How NOT to be more perfect
There’s a saying that goes “Perfection is the enemy of the good.”
That means that we can sabotage our good work by spending time trying to make it perfect, taking many hours and much effort, just to produce something that may be marginally better. And what do we have to show for it?
The result of trying to be perfect is to feel tired, afraid of not doing or being good enough, depressed, anxious, lonely, and unfulfilled. One loses friends and intimate partners. One becomes unsatisfied and under-stimulated. One can even lose one’s job.
We learn perfectionism, we aren’t born that way. In a chaotic or sometimes dangerous home environment, a child grows up avoiding criticism and punishment. A child maintains a state of high alert, making efforts not to make mistakes. To that child and their growing brain any little mistake is a cue of danger.
As we get older, we are encouraged to strive for perfection in school, at work, and of course in our family of origin. In return for this effort, we earn a type of belonging, which can help us co-regulate our body and mind. It’s not real belonging, though. We stay in a perpetuated cycle of approval-seeking, placating, rationalizing, self-criticism, and alienation.
Disrupting the cycle of perfectionism
Although we cannot change the formative experiences that shaped us, we can break the chains of maladaptive behavior that we carry with us every day.
By therapeutically facing the times that we were made to feel unreasonable guilt and shame, we begin to heal.
Breathe and relax
The goal here is to reconnect our brain with our body. Where in our body are we holding difficult feelings? Once we find that place, we can just breathe into that area to soften those feelings.
We then can remember or create an experience of comfort, acceptance, relaxation, and safety. Hypnotic work done with a clinical therapist can be extraordinarily helpful here. Physically, we can give ourselves a gentle hug, shoulder massage, or lay our warm hands on the place of the difficult feelings.

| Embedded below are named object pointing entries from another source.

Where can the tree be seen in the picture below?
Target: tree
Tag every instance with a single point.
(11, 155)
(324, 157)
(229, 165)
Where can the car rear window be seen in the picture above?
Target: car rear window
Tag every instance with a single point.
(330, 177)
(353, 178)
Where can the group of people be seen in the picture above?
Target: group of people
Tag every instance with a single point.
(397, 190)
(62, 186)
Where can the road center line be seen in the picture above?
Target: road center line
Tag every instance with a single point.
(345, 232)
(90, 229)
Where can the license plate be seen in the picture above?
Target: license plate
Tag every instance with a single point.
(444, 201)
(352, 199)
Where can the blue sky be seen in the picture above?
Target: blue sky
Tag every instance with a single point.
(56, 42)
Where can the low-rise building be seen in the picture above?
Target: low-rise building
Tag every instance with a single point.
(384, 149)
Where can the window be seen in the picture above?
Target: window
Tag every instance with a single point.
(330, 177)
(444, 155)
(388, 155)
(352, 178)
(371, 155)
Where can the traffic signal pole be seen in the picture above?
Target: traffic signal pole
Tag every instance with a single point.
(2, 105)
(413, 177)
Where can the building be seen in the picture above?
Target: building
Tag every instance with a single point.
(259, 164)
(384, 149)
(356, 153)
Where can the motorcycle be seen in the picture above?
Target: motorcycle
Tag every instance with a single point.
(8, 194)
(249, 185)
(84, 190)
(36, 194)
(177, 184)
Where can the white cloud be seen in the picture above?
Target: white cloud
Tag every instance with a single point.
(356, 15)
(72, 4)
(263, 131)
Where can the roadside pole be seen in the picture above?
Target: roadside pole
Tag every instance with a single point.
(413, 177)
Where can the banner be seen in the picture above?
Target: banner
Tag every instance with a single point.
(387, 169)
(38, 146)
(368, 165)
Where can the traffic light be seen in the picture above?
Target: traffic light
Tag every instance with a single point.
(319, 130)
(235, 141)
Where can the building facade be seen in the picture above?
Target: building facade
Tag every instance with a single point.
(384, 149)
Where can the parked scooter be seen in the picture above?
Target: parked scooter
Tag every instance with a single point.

Finally, rather than trying to let go of the feelings completely, we can learn to allow those feelings to be in our body. We can’t perfectly banish perfectionism, and it’s unnecessary to try for that. We can just accept the existence of the feeling, and redirect our focus to self-acceptance in general. We can learn to be mindful of our self in the moment and let that be enough.
Because perfectionism is entrenched in many of us from our childhood, dealing with its unreasonable demands requires daily attention. Learn and practice mindfulness, meditation, yoga, t’ai chi, or other restful practices. We can also make some mistakes on purpose! Maintain your perspective. That certainly disrupts and challenges entrenched perfectionism.